Under the instant circumstances, it has long been the law of Missouri that appellant's appeal will be dismissed. In a case arising under the former Missouri Code of Civil Procedure, Murphy v. Redmond, 46 Mo. 317, an appeal was dismissed where the successful party plaintiff had died after judgment and there was no timely substitution of the deceased's representatives. We have held that where a plaintiff dies after judgment his cause of action does not abate; that his judgment is a debt, a property right which descends to the personal representatives of deceased. See Vitale v. Duerbeck, 338 Mo. 556, 92 S.W.2d 691; Siberell v. St. Louis-San Francisco Ry.
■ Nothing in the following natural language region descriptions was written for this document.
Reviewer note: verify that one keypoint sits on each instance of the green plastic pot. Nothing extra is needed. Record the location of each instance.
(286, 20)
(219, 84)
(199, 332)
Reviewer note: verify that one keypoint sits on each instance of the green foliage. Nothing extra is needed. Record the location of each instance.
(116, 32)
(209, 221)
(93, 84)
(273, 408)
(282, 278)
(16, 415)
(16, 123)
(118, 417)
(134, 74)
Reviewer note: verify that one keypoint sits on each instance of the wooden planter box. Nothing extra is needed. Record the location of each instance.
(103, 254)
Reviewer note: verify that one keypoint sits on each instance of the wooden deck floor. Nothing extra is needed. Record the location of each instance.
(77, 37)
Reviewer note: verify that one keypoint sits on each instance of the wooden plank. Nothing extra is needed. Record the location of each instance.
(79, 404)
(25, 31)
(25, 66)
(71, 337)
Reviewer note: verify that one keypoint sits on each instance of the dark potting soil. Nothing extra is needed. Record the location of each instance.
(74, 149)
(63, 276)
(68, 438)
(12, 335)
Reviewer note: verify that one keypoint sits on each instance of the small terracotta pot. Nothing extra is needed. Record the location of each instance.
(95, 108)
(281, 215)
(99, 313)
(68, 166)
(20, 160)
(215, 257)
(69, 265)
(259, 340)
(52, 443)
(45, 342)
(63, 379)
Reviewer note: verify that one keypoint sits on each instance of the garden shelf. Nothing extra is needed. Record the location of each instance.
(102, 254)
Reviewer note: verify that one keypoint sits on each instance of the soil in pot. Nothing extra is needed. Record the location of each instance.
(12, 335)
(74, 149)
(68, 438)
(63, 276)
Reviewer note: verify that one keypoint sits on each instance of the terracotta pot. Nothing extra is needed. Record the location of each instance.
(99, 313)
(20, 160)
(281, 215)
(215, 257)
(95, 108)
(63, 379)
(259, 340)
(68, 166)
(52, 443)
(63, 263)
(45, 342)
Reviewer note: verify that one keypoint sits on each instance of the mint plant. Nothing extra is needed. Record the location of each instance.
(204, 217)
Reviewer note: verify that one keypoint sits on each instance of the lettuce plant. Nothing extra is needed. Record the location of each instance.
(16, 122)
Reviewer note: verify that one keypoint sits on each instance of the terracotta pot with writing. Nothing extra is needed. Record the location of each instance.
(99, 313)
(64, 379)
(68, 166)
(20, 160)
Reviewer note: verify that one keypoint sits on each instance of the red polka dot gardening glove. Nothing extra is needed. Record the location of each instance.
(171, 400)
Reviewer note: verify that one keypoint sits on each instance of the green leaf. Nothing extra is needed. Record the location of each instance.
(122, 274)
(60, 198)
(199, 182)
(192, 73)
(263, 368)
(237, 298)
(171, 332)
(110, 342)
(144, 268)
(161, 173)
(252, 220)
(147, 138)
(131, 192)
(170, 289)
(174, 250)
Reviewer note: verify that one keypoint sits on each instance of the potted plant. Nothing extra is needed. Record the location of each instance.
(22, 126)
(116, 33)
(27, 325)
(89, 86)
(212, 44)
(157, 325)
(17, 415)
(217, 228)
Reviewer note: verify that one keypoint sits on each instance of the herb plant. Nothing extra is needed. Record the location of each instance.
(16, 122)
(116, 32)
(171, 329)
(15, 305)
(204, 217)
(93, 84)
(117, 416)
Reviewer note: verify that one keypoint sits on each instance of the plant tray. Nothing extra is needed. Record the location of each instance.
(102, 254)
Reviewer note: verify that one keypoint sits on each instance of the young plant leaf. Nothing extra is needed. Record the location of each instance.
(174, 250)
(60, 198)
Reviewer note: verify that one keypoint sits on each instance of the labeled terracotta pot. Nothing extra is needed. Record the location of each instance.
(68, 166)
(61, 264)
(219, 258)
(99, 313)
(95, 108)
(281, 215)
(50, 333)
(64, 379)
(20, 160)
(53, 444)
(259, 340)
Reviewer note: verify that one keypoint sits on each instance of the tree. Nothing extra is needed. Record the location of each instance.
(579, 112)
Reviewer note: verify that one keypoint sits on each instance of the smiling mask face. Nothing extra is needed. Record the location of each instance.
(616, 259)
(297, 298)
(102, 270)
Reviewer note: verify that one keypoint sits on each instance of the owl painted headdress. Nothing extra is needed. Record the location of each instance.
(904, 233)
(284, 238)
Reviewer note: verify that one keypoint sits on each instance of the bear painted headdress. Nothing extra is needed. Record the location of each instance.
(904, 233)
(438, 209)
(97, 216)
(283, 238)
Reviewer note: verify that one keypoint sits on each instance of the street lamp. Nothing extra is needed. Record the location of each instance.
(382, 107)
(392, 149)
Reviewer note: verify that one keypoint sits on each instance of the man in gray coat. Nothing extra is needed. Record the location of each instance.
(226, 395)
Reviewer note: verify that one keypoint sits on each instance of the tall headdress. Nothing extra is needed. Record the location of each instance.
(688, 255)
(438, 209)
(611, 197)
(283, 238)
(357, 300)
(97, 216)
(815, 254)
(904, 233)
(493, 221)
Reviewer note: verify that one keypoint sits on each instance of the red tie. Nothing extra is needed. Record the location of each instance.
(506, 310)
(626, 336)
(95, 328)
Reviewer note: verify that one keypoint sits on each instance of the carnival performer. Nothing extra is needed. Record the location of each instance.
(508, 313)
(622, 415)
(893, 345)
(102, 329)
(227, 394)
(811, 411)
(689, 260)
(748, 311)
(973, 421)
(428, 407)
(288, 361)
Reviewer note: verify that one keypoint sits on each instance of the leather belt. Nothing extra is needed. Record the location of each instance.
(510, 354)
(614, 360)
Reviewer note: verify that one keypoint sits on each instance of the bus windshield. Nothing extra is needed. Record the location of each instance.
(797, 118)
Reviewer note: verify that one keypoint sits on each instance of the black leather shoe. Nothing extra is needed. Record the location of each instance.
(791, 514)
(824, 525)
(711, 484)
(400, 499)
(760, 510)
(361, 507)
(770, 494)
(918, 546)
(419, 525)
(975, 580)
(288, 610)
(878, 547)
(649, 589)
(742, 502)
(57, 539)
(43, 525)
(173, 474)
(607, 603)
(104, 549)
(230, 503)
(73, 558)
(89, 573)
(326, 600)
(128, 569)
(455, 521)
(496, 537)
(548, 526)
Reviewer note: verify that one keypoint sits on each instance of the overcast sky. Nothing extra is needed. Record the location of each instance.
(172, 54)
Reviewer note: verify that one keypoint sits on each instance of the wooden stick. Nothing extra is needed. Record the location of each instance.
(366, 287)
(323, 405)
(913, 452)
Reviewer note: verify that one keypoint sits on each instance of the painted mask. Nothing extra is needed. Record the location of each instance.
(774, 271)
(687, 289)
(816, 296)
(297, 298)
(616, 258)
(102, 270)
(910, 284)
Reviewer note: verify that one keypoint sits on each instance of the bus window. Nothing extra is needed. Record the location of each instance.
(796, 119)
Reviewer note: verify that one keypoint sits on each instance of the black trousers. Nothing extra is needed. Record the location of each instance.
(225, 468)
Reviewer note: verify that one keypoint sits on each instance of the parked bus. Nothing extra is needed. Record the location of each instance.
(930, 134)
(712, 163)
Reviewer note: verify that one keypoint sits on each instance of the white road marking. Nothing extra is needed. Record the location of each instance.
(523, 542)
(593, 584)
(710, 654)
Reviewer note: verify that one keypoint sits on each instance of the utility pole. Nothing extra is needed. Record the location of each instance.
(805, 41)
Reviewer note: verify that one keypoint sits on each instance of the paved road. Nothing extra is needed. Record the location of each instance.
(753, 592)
Co., 320 Mo. 916, 9 S.W.2d 912.

The same rule obtains in the United States Supreme Court. The rule of that Court 19 (1) provides that when either party to an appeal shall die the personal representatives of such party may be admitted *882 parties to the appeal; but that if such representatives shall not voluntarily come in, the other party may ask for an order that unless the representatives of the deceased [268] come in, the moving party shall be entitled to have the appeal dismissed. Rule 19(2) provides that if the representatives of deceased do not appear by the second day of the term next succeeding the suggestion of death, and no motion is filed by the opposite party within that time to compel appearance, the case shall abate. Generally similar rules obtain in the United States Circuit Courts of Appeals. See Cyclopedia of Federal Procedure, 2nd Edition, vol. 11, Sections 5939 to 5952.

In view of the above, and inasmuch as there is now only one party to the appeal before us upon the merits of which no controversy is possible, we, therefore, dismiss the appeal taken by the appellant City. It is so ordered. All concur.